Y Vélez fue el tema que comenzó a instalarse en la mesa. Como el equipo había cerrado la primera parte del año entregando poco para el entusiasmo de su gente, don Ernesto creyó que esa intrascendencia no causaría rispideces entre los presentes, y ayudaría a acercar a varios de sus primogénitos que se mantenían distanciados. Al mismo tiempo que degustaban las pastas cocinadas por doña Elvira, apareció un nombre que fue desviando el curso de la conversación, y ya no se debatía si Vélez podía regresar a vivir otra época de oro como la que tuvo en la década del ’90 sino si este hombre entendía o no de la materia.
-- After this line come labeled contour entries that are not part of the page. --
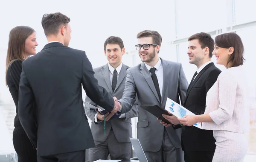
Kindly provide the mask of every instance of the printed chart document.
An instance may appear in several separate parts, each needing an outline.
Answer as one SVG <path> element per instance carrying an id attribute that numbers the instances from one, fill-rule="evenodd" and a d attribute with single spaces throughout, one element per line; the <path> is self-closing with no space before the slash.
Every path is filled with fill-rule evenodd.
<path id="1" fill-rule="evenodd" d="M 169 98 L 167 98 L 165 109 L 178 118 L 182 118 L 187 115 L 195 115 L 195 114 Z M 193 125 L 200 129 L 202 129 L 201 122 L 196 123 Z"/>

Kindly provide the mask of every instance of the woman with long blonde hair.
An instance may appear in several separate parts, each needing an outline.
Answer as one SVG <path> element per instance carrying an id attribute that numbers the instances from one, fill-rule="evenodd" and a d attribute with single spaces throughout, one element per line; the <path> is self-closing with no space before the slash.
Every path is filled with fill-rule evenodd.
<path id="1" fill-rule="evenodd" d="M 20 124 L 17 105 L 22 69 L 21 64 L 29 56 L 36 54 L 35 47 L 38 45 L 35 31 L 29 26 L 17 26 L 10 32 L 6 60 L 6 80 L 16 107 L 13 141 L 19 162 L 37 162 L 36 148 L 33 146 Z"/>

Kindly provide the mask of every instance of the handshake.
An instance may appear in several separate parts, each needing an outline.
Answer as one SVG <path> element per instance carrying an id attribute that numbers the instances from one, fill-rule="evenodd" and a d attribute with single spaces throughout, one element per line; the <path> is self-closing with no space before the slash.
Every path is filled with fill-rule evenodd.
<path id="1" fill-rule="evenodd" d="M 121 104 L 118 102 L 118 100 L 116 97 L 113 97 L 113 98 L 115 101 L 115 106 L 114 108 L 113 108 L 111 112 L 107 112 L 103 115 L 99 112 L 97 109 L 96 110 L 96 111 L 97 111 L 97 119 L 98 119 L 100 120 L 105 120 L 106 121 L 108 121 L 116 112 L 120 110 Z"/>
<path id="2" fill-rule="evenodd" d="M 114 108 L 111 111 L 111 113 L 115 113 L 117 112 L 121 108 L 121 104 L 118 102 L 118 99 L 116 97 L 113 97 L 113 98 L 115 100 L 115 106 Z"/>

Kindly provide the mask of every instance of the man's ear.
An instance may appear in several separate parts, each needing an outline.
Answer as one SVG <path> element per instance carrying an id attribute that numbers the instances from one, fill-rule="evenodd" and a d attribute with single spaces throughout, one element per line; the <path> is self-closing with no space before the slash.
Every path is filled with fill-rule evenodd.
<path id="1" fill-rule="evenodd" d="M 61 28 L 61 35 L 63 36 L 65 35 L 65 33 L 66 32 L 66 27 L 65 26 L 62 26 Z"/>
<path id="2" fill-rule="evenodd" d="M 208 54 L 209 52 L 209 47 L 206 47 L 204 48 L 204 54 Z"/>
<path id="3" fill-rule="evenodd" d="M 122 55 L 123 55 L 125 53 L 125 48 L 124 47 L 122 49 Z"/>
<path id="4" fill-rule="evenodd" d="M 234 53 L 234 47 L 230 47 L 228 49 L 228 55 L 230 55 Z"/>

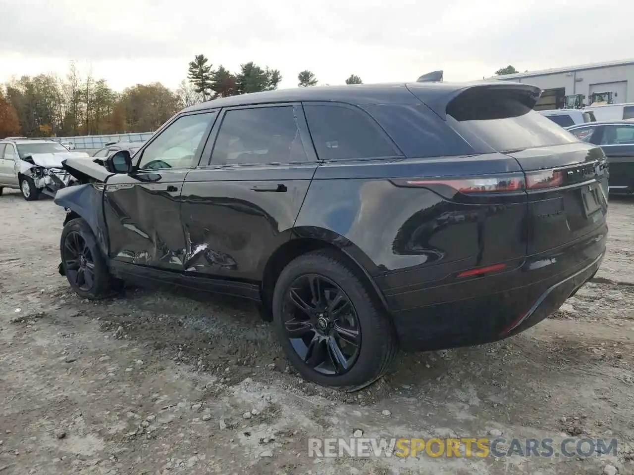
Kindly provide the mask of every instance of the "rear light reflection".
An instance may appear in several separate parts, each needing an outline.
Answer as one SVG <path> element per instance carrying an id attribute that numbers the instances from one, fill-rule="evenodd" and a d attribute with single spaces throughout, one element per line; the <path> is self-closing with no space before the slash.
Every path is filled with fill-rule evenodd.
<path id="1" fill-rule="evenodd" d="M 492 193 L 504 191 L 521 191 L 524 189 L 523 175 L 513 175 L 495 178 L 465 178 L 450 180 L 404 180 L 406 186 L 444 185 L 463 193 Z"/>
<path id="2" fill-rule="evenodd" d="M 564 172 L 556 170 L 546 170 L 526 174 L 526 189 L 540 189 L 561 186 L 564 184 Z"/>
<path id="3" fill-rule="evenodd" d="M 486 267 L 477 267 L 476 269 L 472 269 L 469 270 L 465 270 L 463 272 L 460 272 L 458 274 L 458 277 L 470 277 L 472 276 L 478 276 L 481 274 L 495 272 L 498 270 L 501 270 L 506 267 L 506 264 L 494 264 L 493 265 L 488 265 Z"/>

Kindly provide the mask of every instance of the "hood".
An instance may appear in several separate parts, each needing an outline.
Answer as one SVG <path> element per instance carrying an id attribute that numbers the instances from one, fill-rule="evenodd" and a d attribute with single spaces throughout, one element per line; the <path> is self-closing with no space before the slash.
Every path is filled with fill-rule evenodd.
<path id="1" fill-rule="evenodd" d="M 87 160 L 84 157 L 68 158 L 64 161 L 62 168 L 81 183 L 94 181 L 105 183 L 108 177 L 114 174 L 106 170 L 103 165 L 92 160 Z"/>
<path id="2" fill-rule="evenodd" d="M 84 159 L 89 158 L 86 152 L 59 152 L 56 153 L 32 153 L 30 156 L 33 163 L 45 168 L 61 168 L 61 162 L 68 158 Z"/>

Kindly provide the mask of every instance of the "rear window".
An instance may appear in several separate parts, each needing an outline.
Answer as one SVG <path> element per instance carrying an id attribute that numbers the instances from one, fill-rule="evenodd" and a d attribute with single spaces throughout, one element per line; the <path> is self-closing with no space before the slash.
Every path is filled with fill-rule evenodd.
<path id="1" fill-rule="evenodd" d="M 596 122 L 597 118 L 594 117 L 594 112 L 584 112 L 581 114 L 584 122 Z"/>
<path id="2" fill-rule="evenodd" d="M 514 90 L 468 89 L 447 106 L 458 132 L 498 151 L 573 143 L 571 134 L 533 110 L 534 103 Z"/>
<path id="3" fill-rule="evenodd" d="M 568 114 L 558 114 L 557 115 L 547 115 L 545 117 L 548 117 L 557 125 L 562 127 L 569 127 L 571 125 L 574 125 L 574 121 L 573 120 L 573 118 L 568 115 Z"/>

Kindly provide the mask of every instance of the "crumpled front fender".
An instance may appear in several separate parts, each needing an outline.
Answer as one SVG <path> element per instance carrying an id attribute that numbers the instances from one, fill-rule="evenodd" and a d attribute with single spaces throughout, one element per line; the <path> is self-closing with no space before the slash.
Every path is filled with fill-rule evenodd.
<path id="1" fill-rule="evenodd" d="M 108 255 L 108 231 L 103 215 L 103 183 L 74 185 L 58 191 L 53 201 L 68 213 L 83 218 L 93 231 L 103 253 Z"/>

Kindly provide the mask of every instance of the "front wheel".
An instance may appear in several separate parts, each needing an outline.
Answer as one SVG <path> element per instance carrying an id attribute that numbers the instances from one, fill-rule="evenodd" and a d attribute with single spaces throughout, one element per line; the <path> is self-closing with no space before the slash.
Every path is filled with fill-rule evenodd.
<path id="1" fill-rule="evenodd" d="M 306 379 L 354 391 L 389 368 L 396 336 L 373 290 L 335 251 L 300 256 L 282 271 L 273 321 L 291 364 Z"/>
<path id="2" fill-rule="evenodd" d="M 22 177 L 20 179 L 20 190 L 27 201 L 34 201 L 39 198 L 40 191 L 36 187 L 35 182 L 32 178 Z"/>
<path id="3" fill-rule="evenodd" d="M 96 300 L 111 293 L 112 279 L 105 259 L 84 219 L 76 218 L 66 224 L 60 251 L 64 275 L 78 295 Z"/>

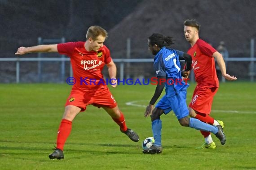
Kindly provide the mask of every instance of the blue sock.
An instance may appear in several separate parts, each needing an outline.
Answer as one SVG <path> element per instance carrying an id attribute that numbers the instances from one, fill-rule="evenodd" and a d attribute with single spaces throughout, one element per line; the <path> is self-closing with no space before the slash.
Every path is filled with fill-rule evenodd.
<path id="1" fill-rule="evenodd" d="M 194 118 L 190 118 L 190 127 L 200 131 L 210 132 L 214 134 L 216 133 L 219 131 L 219 129 L 216 127 L 206 123 Z"/>
<path id="2" fill-rule="evenodd" d="M 154 139 L 154 144 L 161 146 L 161 131 L 162 130 L 162 120 L 154 120 L 152 122 L 152 131 Z"/>

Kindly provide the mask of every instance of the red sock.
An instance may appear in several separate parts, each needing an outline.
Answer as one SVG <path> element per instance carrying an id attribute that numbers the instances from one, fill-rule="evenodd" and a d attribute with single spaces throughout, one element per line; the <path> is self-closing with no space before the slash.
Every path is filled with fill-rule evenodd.
<path id="1" fill-rule="evenodd" d="M 58 130 L 57 148 L 63 150 L 65 143 L 69 136 L 72 129 L 72 122 L 67 119 L 62 119 Z"/>
<path id="2" fill-rule="evenodd" d="M 127 130 L 127 127 L 126 126 L 126 123 L 125 123 L 125 120 L 124 119 L 124 115 L 123 113 L 121 111 L 120 112 L 121 114 L 121 116 L 119 119 L 114 119 L 112 118 L 114 121 L 117 123 L 120 126 L 120 129 L 123 132 L 126 131 Z"/>
<path id="3" fill-rule="evenodd" d="M 209 115 L 205 113 L 197 113 L 195 118 L 211 125 L 213 124 L 214 123 L 214 119 L 210 116 Z"/>
<path id="4" fill-rule="evenodd" d="M 204 137 L 205 138 L 206 137 L 208 136 L 209 135 L 211 135 L 211 133 L 209 132 L 200 131 L 200 132 L 201 133 L 202 133 L 203 136 L 203 137 Z"/>

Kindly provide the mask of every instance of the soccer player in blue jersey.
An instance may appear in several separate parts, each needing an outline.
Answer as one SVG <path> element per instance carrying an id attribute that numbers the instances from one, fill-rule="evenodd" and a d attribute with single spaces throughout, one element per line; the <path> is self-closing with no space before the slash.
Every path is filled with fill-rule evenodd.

Ricardo La Volpe fue el lugar para donde apuntó la mira.
Fabián, con la autoridad que le daba ser el más grande entre sus hermanos, sentenció:
–Fracasó con la selección de México, fracasó en Boca y ahora fracasó en Vélez. Desarmó todo el equipo. No sabe nada de fútbol.
Pero Martín, que era el quinto de los hermanos y el único que seguía yendo a la cancha, lo defendió:
–No, pará, el tipo sabe. Trabaja bien, manda al equipo para adelante, lo que pasa es que los jugadores no lo entienden, ¿qué querés? Si todos los futbolistas son unos ignorantes.
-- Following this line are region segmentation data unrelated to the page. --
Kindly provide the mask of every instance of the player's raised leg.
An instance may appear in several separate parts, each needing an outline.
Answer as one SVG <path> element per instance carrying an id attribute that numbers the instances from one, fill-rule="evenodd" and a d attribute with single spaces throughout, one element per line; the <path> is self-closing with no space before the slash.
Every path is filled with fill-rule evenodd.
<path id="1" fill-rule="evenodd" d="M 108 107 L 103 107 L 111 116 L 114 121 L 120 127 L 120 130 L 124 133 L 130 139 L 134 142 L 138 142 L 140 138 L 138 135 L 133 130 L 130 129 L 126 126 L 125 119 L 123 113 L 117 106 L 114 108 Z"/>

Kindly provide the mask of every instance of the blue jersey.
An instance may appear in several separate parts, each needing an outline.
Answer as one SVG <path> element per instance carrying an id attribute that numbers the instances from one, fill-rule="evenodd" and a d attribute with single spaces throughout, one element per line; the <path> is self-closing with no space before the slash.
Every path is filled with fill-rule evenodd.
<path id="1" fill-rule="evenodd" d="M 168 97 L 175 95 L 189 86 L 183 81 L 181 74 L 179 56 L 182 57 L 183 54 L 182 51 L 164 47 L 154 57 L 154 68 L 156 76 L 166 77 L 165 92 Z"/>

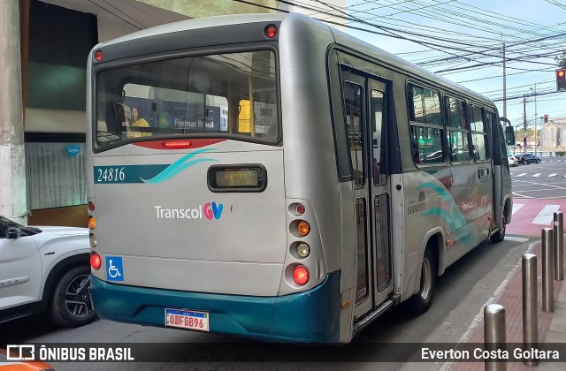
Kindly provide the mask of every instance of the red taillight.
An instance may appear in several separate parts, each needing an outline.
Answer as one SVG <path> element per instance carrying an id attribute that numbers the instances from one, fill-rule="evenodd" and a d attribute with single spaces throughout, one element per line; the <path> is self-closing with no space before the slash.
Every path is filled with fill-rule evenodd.
<path id="1" fill-rule="evenodd" d="M 161 145 L 165 148 L 187 148 L 193 145 L 189 140 L 164 141 Z"/>
<path id="2" fill-rule="evenodd" d="M 304 266 L 298 266 L 293 271 L 293 279 L 297 284 L 303 285 L 309 282 L 309 269 Z"/>
<path id="3" fill-rule="evenodd" d="M 277 34 L 277 27 L 275 25 L 268 25 L 265 26 L 264 33 L 265 34 L 265 36 L 272 39 Z"/>
<path id="4" fill-rule="evenodd" d="M 103 261 L 100 259 L 100 255 L 93 253 L 92 255 L 90 255 L 90 266 L 93 269 L 100 269 L 101 265 L 103 265 Z"/>

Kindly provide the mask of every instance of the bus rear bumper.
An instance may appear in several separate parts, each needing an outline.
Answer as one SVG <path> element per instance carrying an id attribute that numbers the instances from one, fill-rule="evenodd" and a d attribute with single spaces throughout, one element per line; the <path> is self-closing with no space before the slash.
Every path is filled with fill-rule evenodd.
<path id="1" fill-rule="evenodd" d="M 165 308 L 210 314 L 210 330 L 272 342 L 338 343 L 340 271 L 317 287 L 280 297 L 251 297 L 126 286 L 91 277 L 98 316 L 165 327 Z"/>

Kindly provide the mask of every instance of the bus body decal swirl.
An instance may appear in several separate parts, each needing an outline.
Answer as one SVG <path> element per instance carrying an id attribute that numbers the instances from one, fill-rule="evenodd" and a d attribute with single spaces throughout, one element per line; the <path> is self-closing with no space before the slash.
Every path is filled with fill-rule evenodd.
<path id="1" fill-rule="evenodd" d="M 184 155 L 172 164 L 95 166 L 95 184 L 157 184 L 164 182 L 198 163 L 218 161 L 212 158 L 199 158 L 187 161 L 195 155 L 211 150 L 214 149 L 206 148 L 195 151 Z"/>
<path id="2" fill-rule="evenodd" d="M 203 163 L 205 161 L 218 161 L 212 158 L 199 158 L 196 160 L 188 161 L 190 158 L 192 158 L 195 155 L 198 155 L 203 152 L 215 151 L 215 150 L 216 149 L 214 148 L 197 149 L 196 151 L 190 153 L 187 155 L 184 155 L 183 157 L 175 161 L 173 163 L 172 163 L 170 166 L 168 166 L 166 169 L 164 169 L 162 172 L 156 175 L 155 177 L 149 179 L 142 178 L 142 180 L 143 181 L 143 183 L 152 183 L 152 184 L 164 182 L 165 180 L 168 180 L 173 178 L 174 176 L 176 176 L 185 169 L 188 168 L 189 166 L 193 166 L 195 163 Z"/>
<path id="3" fill-rule="evenodd" d="M 447 224 L 455 231 L 462 242 L 465 242 L 468 238 L 470 238 L 470 227 L 466 223 L 466 219 L 464 218 L 462 211 L 454 201 L 454 199 L 450 195 L 450 193 L 440 186 L 439 185 L 435 185 L 433 183 L 424 183 L 418 186 L 418 190 L 423 189 L 432 189 L 432 191 L 439 193 L 439 195 L 447 202 L 448 209 L 444 209 L 440 208 L 434 208 L 429 210 L 426 210 L 423 213 L 424 216 L 440 216 L 446 222 Z M 465 228 L 462 228 L 465 227 Z"/>

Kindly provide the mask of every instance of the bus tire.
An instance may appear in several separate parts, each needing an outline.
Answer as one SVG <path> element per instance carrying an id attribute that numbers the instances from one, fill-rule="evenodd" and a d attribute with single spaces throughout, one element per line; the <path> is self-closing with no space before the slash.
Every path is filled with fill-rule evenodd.
<path id="1" fill-rule="evenodd" d="M 436 259 L 434 253 L 432 253 L 432 247 L 427 245 L 421 268 L 421 286 L 418 289 L 418 292 L 409 299 L 409 310 L 417 314 L 422 314 L 429 310 L 432 305 L 435 289 Z"/>

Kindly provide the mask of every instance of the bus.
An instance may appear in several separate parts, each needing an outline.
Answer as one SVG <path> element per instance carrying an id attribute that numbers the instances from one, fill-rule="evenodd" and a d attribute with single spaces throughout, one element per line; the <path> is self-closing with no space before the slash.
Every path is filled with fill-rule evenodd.
<path id="1" fill-rule="evenodd" d="M 505 237 L 493 102 L 306 15 L 149 28 L 88 69 L 101 318 L 348 343 Z"/>

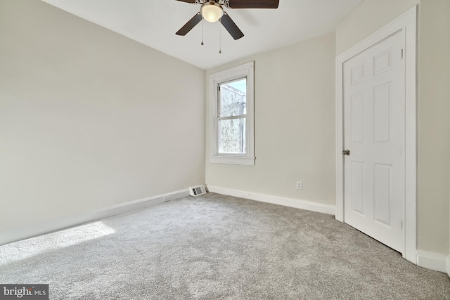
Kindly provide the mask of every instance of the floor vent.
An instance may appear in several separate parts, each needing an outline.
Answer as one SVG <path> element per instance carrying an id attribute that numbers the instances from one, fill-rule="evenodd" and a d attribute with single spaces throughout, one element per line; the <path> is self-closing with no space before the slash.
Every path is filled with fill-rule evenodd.
<path id="1" fill-rule="evenodd" d="M 205 186 L 198 185 L 198 186 L 193 186 L 192 188 L 189 188 L 189 195 L 193 197 L 200 196 L 200 195 L 206 194 L 206 190 L 205 189 Z"/>

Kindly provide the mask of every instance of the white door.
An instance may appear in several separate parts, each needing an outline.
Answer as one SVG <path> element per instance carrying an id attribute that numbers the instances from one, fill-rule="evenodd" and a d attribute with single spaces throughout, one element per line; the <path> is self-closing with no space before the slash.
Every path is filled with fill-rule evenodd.
<path id="1" fill-rule="evenodd" d="M 343 65 L 344 221 L 404 249 L 404 37 L 399 32 Z"/>

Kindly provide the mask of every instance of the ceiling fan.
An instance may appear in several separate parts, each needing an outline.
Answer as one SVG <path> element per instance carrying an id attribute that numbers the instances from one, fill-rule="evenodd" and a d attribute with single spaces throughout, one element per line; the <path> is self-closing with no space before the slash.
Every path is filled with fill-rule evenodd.
<path id="1" fill-rule="evenodd" d="M 200 12 L 197 13 L 178 32 L 177 35 L 186 35 L 197 24 L 205 18 L 209 22 L 220 22 L 234 39 L 244 36 L 239 27 L 230 16 L 224 11 L 224 6 L 227 8 L 277 8 L 280 0 L 176 0 L 181 2 L 200 4 Z"/>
Cuando escuchó esas palabras, saltó inmediatamente Norita, hermana de Martín, que disfrutaba cuando los sábados a la mañana acompañaba a su hijo Nicolás al polideportivo de Argentinos, llamado Islas Malvinas, ya que jugaba en las divisiones menores del conjunto de La Paternal:
–Fijate bien lo que decís, nene. Mi hijo sueña con jugar algún día en Primera y no va a ser ningún ignorante; también va a estudiar Derecho.
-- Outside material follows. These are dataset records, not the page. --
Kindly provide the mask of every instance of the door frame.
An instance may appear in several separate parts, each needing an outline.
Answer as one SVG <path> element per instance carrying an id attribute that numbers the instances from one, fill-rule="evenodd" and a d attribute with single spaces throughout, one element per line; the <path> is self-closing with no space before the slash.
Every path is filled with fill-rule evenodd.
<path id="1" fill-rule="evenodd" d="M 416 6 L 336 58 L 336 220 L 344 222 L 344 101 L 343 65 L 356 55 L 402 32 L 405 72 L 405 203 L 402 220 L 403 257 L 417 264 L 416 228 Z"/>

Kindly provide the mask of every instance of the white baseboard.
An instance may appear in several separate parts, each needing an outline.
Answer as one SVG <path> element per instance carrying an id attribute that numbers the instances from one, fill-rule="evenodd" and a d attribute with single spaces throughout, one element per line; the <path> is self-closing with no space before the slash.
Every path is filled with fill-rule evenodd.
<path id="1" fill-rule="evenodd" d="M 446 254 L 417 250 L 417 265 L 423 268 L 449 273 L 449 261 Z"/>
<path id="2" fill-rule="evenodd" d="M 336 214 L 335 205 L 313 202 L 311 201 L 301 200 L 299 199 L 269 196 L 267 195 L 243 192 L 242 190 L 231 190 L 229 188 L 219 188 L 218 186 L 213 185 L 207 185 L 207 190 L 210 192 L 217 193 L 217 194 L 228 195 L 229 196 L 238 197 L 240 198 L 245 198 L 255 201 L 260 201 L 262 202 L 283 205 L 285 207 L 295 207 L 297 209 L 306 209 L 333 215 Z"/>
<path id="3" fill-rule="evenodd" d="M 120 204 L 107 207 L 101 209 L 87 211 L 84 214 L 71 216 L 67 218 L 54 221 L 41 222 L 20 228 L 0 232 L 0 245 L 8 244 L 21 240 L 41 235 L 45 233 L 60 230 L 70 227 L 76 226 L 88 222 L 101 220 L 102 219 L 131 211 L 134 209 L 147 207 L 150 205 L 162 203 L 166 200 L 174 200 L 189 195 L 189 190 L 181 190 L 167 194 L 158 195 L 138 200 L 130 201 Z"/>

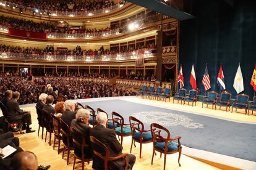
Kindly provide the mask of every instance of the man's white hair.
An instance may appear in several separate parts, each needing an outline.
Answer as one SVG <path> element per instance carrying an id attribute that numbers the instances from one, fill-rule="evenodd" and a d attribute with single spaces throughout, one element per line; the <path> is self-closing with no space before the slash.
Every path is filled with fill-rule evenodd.
<path id="1" fill-rule="evenodd" d="M 97 121 L 98 123 L 106 123 L 106 122 L 108 121 L 108 117 L 105 113 L 103 112 L 99 112 L 99 113 L 97 115 Z"/>
<path id="2" fill-rule="evenodd" d="M 47 96 L 48 96 L 48 95 L 47 94 L 45 94 L 45 93 L 41 94 L 40 95 L 39 95 L 39 97 L 38 97 L 39 101 L 41 102 L 44 100 L 46 100 Z"/>
<path id="3" fill-rule="evenodd" d="M 67 100 L 64 102 L 65 109 L 70 110 L 71 107 L 75 105 L 75 103 L 73 102 L 71 100 Z"/>
<path id="4" fill-rule="evenodd" d="M 85 108 L 80 108 L 75 115 L 75 119 L 77 120 L 80 120 L 84 119 L 86 116 L 90 116 L 90 111 Z"/>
Como Martín no era de quedarse callado, enseguida le respondió a su hermana:
–Pero callate; vos jamás pisaste una cancha de fútbol. No sabés ni quién carajo es La Volpe. Toda tu vida hablaste al pedo, y no cambiaste nada.
Y siguió Norita:
–Escuchame, pendejo, a mí me vas a respetar. Hace siete meses que no me ves, y ni siquiera llamás a casa para preguntar cómo está tu sobrino. Justamente, no me vas tratar así adelante de él. Si querés descargate con la viborita de tu mujer, y de paso dale una clase de cómo educar a un hijo, porque de eso sabe poco.
El clima había tomado temperatura y todavía faltaba el postre. A esa hora, ya nadie se había acordado de los regalos, ni siquiera para el gran homenajeado: don Ernesto. Aquella charla entre Martín y Norita había arrastrado al resto de la familia, que comenzaron a cruzarse acusaciones fuertes.
El postre ni siquiera se llegó a servir. Los hijos de don Ernesto comenzaron a irse de a uno. Tomaban a los niños de la mano, y apenas los obligaban a éstos a saludar al abuelo. El objetivo de don Ernesto de intentar unir a todos nuevamente había fracasado, y ya fantaseaba con alguna otra fecha posible para volver a reincidir.
Cuando ya se encontraba solo en la larga mesa, y mientras su esposa buscaba una pastilla para los nervios, don Ernesto fue el único que a esa hora se acordó del entrenador de Vélez:
–Feliz día La Volpe de la madre que te parió.